Kenneth Fetterly, Ph.D., from the Mayo Clinic in Rochester, Minn., and colleagues measured scatter radiation dose to a humanoid phantom using radiochromic film with a single representative geometry and normalized the radiation dose to the left collar of the radioprotective thorax apron. They measured protection offered by leaded glasses and a radioabsorbent surgical cap.

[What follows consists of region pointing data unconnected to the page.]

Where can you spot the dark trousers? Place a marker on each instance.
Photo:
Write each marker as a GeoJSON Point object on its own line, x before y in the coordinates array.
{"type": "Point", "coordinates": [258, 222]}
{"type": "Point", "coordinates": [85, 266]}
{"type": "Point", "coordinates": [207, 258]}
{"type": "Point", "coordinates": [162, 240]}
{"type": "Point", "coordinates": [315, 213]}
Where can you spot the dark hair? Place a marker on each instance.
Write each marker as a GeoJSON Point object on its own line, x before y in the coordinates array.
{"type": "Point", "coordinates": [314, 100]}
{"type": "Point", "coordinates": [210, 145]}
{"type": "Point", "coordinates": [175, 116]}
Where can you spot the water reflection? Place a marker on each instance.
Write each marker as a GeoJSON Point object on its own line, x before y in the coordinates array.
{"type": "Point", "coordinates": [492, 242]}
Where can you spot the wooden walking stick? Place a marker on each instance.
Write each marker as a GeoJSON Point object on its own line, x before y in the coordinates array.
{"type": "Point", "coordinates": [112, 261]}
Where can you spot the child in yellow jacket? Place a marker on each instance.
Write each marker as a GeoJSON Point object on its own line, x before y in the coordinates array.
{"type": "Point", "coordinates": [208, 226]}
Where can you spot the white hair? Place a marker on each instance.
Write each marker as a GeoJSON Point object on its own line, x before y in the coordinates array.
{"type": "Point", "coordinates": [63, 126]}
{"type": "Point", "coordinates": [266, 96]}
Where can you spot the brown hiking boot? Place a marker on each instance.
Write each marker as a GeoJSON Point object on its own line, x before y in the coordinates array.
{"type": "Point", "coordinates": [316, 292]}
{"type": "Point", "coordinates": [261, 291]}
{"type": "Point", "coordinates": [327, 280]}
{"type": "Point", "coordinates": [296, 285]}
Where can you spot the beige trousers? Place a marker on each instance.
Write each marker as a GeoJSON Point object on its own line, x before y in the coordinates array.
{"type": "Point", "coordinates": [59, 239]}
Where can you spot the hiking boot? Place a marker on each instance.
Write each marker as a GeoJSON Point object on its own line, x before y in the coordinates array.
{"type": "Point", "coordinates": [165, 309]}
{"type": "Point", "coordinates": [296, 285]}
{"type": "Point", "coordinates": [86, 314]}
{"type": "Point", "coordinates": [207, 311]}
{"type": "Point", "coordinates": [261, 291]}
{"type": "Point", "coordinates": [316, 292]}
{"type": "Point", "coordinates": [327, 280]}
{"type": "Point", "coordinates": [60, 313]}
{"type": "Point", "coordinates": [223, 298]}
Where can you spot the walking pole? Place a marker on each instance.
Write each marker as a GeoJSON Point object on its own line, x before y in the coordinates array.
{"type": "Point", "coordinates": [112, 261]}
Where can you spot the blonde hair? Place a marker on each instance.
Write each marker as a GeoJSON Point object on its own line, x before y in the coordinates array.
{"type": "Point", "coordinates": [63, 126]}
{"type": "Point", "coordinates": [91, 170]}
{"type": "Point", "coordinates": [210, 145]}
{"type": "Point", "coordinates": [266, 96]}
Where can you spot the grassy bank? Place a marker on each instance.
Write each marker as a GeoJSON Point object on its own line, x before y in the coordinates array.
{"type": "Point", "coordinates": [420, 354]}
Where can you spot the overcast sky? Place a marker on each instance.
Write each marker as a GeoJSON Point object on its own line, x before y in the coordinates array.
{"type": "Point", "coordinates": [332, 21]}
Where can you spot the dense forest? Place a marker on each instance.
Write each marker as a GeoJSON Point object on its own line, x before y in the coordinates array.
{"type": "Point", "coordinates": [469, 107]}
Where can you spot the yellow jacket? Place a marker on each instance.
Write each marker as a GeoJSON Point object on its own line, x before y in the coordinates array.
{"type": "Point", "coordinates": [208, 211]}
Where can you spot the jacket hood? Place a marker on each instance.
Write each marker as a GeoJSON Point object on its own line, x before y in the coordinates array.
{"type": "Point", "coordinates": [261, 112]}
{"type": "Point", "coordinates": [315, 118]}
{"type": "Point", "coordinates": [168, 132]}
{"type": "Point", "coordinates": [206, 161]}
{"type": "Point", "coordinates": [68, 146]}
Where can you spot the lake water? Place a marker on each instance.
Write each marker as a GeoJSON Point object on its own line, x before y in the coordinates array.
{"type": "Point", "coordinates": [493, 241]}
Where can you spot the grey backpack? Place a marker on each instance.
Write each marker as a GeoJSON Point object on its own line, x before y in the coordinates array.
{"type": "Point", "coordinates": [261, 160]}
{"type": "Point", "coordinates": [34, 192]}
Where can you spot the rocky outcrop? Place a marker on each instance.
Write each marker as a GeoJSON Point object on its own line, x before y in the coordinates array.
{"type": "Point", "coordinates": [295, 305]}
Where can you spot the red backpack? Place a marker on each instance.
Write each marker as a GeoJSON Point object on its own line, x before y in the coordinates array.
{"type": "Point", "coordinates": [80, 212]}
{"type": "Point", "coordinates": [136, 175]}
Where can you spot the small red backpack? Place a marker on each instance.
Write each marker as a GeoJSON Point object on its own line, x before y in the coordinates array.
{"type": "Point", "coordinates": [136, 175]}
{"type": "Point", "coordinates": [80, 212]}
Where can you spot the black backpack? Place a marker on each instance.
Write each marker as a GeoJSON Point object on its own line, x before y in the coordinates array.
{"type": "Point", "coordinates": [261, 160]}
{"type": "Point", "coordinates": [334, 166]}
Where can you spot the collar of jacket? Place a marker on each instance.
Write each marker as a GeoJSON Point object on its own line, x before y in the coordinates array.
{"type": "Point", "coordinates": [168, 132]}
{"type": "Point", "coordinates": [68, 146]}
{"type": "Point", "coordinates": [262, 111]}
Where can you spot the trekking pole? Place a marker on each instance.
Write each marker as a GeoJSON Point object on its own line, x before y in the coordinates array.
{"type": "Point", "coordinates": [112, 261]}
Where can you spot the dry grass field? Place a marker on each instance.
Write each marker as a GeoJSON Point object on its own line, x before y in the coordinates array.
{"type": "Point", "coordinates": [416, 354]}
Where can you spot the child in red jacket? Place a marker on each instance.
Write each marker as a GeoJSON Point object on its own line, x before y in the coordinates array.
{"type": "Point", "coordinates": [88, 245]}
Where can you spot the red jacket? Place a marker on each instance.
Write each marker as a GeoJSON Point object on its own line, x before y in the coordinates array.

The researchers found that in the test geometry, the average doses to the unprotected brain, carotid arteries, and ocular lenses were 8.4, 17, and 50 percent, respectively, of the dose measured at the left collar. The dose to the ocular lens on the side of the physician from which the scatter originates was reduced by 27 to 62 percent with two representative types of leaded glasses; no protection was offered to the contralateral eye. The brain dose was reduced by 3.3 percent with a radioabsorbent surgical cap.

"A method by which interventional physicians can estimate dose to head and neck tissues on the basis of their personal dosimeter readings is described," the authors write. "Radiation protection of the ocular lenses by leaded glasses may be incomplete, and of the brain by a radioabsorbent surgical cap was minimal."